S&P500: The Long And Short Of It | Cisco, Welltower, Applied Material
Matt Simpson October 15, 2019 5:42 AM
Welltower Inc CFD/DFT: The stock remains in a strong uptrend and is now consolidating just beneath record highs. The 20-day eMA is holding as support and we’re now watching to see it can break out of compression to new highs. Given trend strong trend and the fact it has had time to consolidate just below the high means this could be of interest to momentum traders on the daily and intraday timeframes.
- A break above 92.50 assumes bullish trend continuation. Ideally a break will be seen on higher volume, or traders could wait to see if we see a daily close, or 92.50 is respected as support before committing.
- An open target could be used as a breakout would be new record highs.
- A break below 90.35 signals mean reversion, although the bullish trendline is also nearby to provide potential support.
- A break of the trendline could be taken as a sign a deeper correction could be underway.
Applied Materials CFD/DFT: The bullish trend is less established than Welltower’s, yet a cup and handle continuation pattern has caught our eye. Prices have found resistance just below 52.60 and the two recent higher lows are what form the cup and handle components. Moreover, the 50-day eMA acted as support ahead of the latest leg higher. Of course, it’s possible resistance could hold for a while long, in which case look for the pattern to morph into a continuation pattern such as an ascending triangle. But ultimately, we’re looking for a breakout above resistance.

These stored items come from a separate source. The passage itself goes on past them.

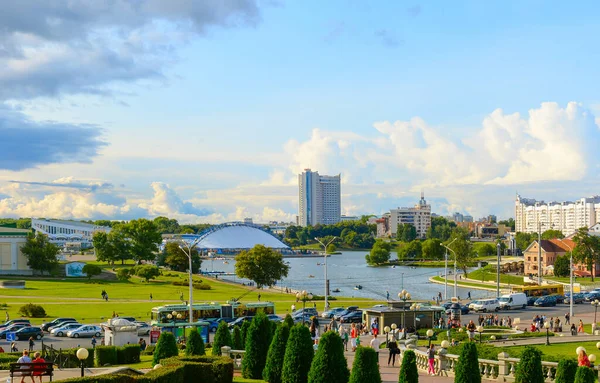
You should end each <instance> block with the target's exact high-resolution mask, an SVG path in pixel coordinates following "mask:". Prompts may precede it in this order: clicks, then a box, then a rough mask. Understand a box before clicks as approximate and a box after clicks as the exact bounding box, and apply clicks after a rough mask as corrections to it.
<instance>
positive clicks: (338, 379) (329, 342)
mask: <svg viewBox="0 0 600 383" xmlns="http://www.w3.org/2000/svg"><path fill="white" fill-rule="evenodd" d="M286 327H287V326H286ZM371 351H373V350H371ZM357 357H358V355H355V358H357ZM376 359H377V357H375V360H376ZM354 363H355V364H356V359H354ZM375 369H376V370H377V376H379V367H378V366H377V361H375ZM349 376H350V371H348V361H347V360H346V357H345V356H344V343H343V341H342V338H340V336H339V335H338V334H337V333H335V332H333V331H327V332H326V333H325V334H323V336H322V337H321V339H320V340H319V348H318V349H317V353H316V354H315V357H314V358H313V361H312V364H311V366H310V371H309V372H308V381H309V383H329V382H331V383H347V382H348V377H349ZM369 376H370V375H369ZM363 381H364V382H377V380H357V381H356V382H363ZM379 382H381V378H380V379H379Z"/></svg>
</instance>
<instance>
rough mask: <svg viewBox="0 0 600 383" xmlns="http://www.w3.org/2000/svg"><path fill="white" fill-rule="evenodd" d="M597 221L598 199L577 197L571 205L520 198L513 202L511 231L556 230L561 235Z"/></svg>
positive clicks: (566, 202) (565, 233) (574, 231)
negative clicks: (559, 232) (547, 202)
mask: <svg viewBox="0 0 600 383" xmlns="http://www.w3.org/2000/svg"><path fill="white" fill-rule="evenodd" d="M599 221H600V196H593V197H589V198H581V199H579V200H577V201H575V202H571V201H564V202H548V203H546V202H544V201H536V200H534V199H529V198H521V196H520V195H518V194H517V198H516V200H515V231H517V232H524V233H537V231H538V224H539V226H540V230H541V231H542V232H544V231H546V230H550V229H552V230H560V231H562V233H563V234H564V235H565V236H568V235H571V234H573V233H574V232H575V231H577V229H579V228H581V227H584V226H587V227H592V226H594V225H595V224H596V223H598V222H599Z"/></svg>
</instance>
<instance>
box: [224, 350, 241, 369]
mask: <svg viewBox="0 0 600 383" xmlns="http://www.w3.org/2000/svg"><path fill="white" fill-rule="evenodd" d="M245 353H246V350H232V349H231V347H227V346H223V347H221V354H222V355H223V356H229V357H230V358H231V359H233V369H234V370H241V369H242V359H243V358H244V354H245Z"/></svg>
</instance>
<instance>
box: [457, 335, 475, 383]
mask: <svg viewBox="0 0 600 383" xmlns="http://www.w3.org/2000/svg"><path fill="white" fill-rule="evenodd" d="M454 374H455V377H454V382H455V383H481V372H480V371H479V360H478V355H477V345H475V343H474V342H467V343H465V344H464V345H463V347H462V350H461V352H460V356H459V357H458V363H457V365H456V369H455V371H454Z"/></svg>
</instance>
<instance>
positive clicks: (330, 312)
mask: <svg viewBox="0 0 600 383" xmlns="http://www.w3.org/2000/svg"><path fill="white" fill-rule="evenodd" d="M344 310H345V308H343V307H334V308H332V309H329V310H327V311H323V313H322V314H321V317H323V318H333V316H334V315H335V314H339V313H341V312H342V311H344Z"/></svg>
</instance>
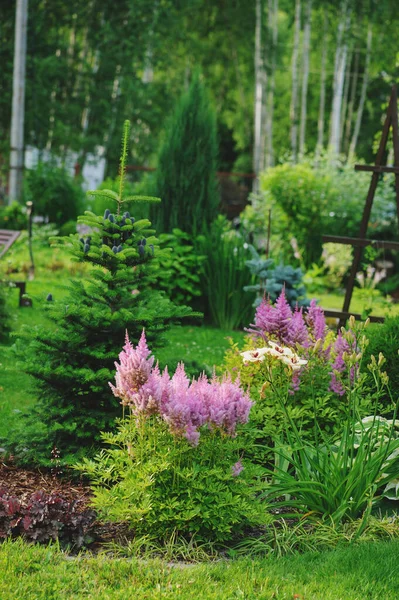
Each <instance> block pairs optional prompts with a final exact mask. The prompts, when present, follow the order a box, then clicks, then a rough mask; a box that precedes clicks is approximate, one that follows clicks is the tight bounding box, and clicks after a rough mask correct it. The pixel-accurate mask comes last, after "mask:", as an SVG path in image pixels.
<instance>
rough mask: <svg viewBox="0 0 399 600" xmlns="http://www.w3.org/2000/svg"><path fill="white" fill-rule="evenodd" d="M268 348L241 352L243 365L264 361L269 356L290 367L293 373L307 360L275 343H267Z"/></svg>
mask: <svg viewBox="0 0 399 600" xmlns="http://www.w3.org/2000/svg"><path fill="white" fill-rule="evenodd" d="M268 344H269V345H268V346H264V347H263V348H255V350H247V351H246V352H241V353H240V354H241V356H242V359H243V361H244V365H247V364H248V363H250V362H253V363H257V362H262V361H264V360H265V357H266V356H271V357H273V358H277V359H278V360H281V362H283V363H284V364H286V365H287V366H288V367H290V368H291V369H292V370H293V371H298V370H299V369H300V368H301V367H303V366H304V365H306V364H307V362H308V361H307V360H303V359H302V358H299V356H298V355H297V354H296V353H295V352H293V351H292V350H291V348H287V347H282V346H279V344H276V343H275V342H268Z"/></svg>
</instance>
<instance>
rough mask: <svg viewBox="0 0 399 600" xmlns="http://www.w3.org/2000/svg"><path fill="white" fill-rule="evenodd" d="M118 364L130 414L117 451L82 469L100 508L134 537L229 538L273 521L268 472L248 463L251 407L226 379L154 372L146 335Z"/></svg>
mask: <svg viewBox="0 0 399 600" xmlns="http://www.w3.org/2000/svg"><path fill="white" fill-rule="evenodd" d="M115 364H116V369H117V373H116V378H115V385H113V384H110V385H111V389H112V391H113V393H114V395H115V396H116V397H117V398H119V399H120V401H121V404H122V406H123V409H124V411H125V413H126V412H127V415H125V418H123V419H122V420H121V421H120V423H119V429H118V432H117V433H115V434H103V439H104V441H105V442H106V443H108V444H110V445H111V448H110V449H107V450H103V451H102V452H101V453H100V454H99V455H98V456H97V457H96V458H95V459H94V460H85V461H84V463H83V464H82V465H80V466H79V467H78V468H79V470H81V471H84V472H86V473H87V474H88V475H89V476H90V477H91V479H92V482H93V488H94V500H93V505H94V507H95V508H96V509H97V510H98V511H99V512H100V514H101V515H102V516H104V517H105V518H107V519H109V520H112V521H127V522H128V523H129V524H130V526H131V527H132V528H133V529H134V530H135V532H136V533H137V534H138V535H140V534H146V535H156V536H157V538H161V539H164V538H166V537H167V536H170V535H171V534H173V533H178V534H181V535H194V534H195V535H196V537H197V538H199V539H207V540H209V539H213V540H219V541H221V540H226V539H229V538H231V537H232V536H233V535H237V534H239V533H240V531H242V530H243V528H246V527H248V526H254V525H260V524H262V523H265V522H267V521H268V520H269V517H268V515H267V513H266V511H265V508H264V505H261V504H260V501H259V498H258V496H259V492H260V491H261V490H263V489H264V483H263V482H262V475H263V469H262V468H260V467H259V466H256V465H253V464H252V463H251V462H250V461H249V460H247V459H243V458H242V454H243V448H244V447H245V444H246V440H245V435H244V434H242V433H241V432H240V427H241V425H243V424H245V423H247V421H248V418H249V412H250V409H251V405H252V402H251V401H250V399H249V397H248V394H247V393H245V392H244V391H243V390H242V389H241V388H240V385H239V381H238V380H237V379H236V381H234V382H233V381H232V380H231V379H230V377H228V376H226V377H224V378H222V379H221V380H218V379H216V377H213V378H212V379H211V380H208V378H207V377H206V376H205V375H202V376H201V377H200V378H199V379H197V380H195V379H193V380H192V381H190V380H189V379H188V377H187V376H186V374H185V371H184V365H183V364H180V365H179V366H178V367H177V369H176V371H175V373H174V374H173V375H172V376H170V375H169V373H168V371H167V369H165V370H164V371H163V372H162V373H161V372H160V370H159V368H158V366H157V365H154V357H153V356H151V353H150V351H149V349H148V346H147V343H146V339H145V335H144V333H143V334H142V336H141V339H140V341H139V343H138V345H137V347H134V346H133V345H132V344H131V343H130V341H129V339H128V338H126V344H125V346H124V348H123V351H122V352H121V354H120V356H119V363H115Z"/></svg>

- A break above 52.60 assumes bullish trend continuation. If it breaks higher without a retracement prior, then it confirms the cup and handle pattern.
- The bias remains bullish above 48.78. If we see a pullback from the highs, we’d seek a higher low above 48.78 to show bullish pressure continues to build.
- Whilst the pattern projects an initial target around 60, swing highs around 56.94 and 58.40 make viable interim targets.
Cisco Systems CFD/DFT: It’s far from perfect as we’re unable to draw an ideal neckline, yet the formation screams head and shoulders top. As the trend is clearly bearish, the H&S is now a continuation pattern which could target the 41-42 area if successful.
The fact we’ve seen two notable gaps lower since the post-Nasdaq bubble highs suggests the downtrend could still be within its infancy. And we especially like how the ‘head’ has closed the gap before turning lower, with the 200 and 50-day eMA’s capping as resistance and providing a death cross (a dramatic name for the faster average closing beneath the longer one).
- The near-term bias remains bearish whilst prices hold below 48.13
- A break below 46 assumes bearish trend continuation
- With the H&S targeting the 41-42 area, traders can use round numbers as interim targets, or simply keep an open target towards the 40.25 low
Price Action Update: It's A Fine Line Between Bullish & Bearish on S&P500 | Apple, Netflix
Apple Inc CFD/DFT: After breaking out of its small correction line, prices reversed yet found support at the lower channel before accelerating high. Going on to close to fresh record highs on Friday, a small bearish hammer has formed to warn of near-term exhaustion. Still, as the trend remains bullish we’ll continue to seek opportunities to buy dips after prices have had a chance to consolidate or correct.
Netflix CFD/DFT: Prices have rebounded a little further than we’d hoped and now closed above the 275.80-282.66 resistance zone. However, the trend structure remains bearish and yesterday’s bearish hammer remains below the 50-day eMA. With earnings due for release tomorrow, we’re keen to see if it can roll over once more in line with the bearish bias or threaten the trend with a break above 305.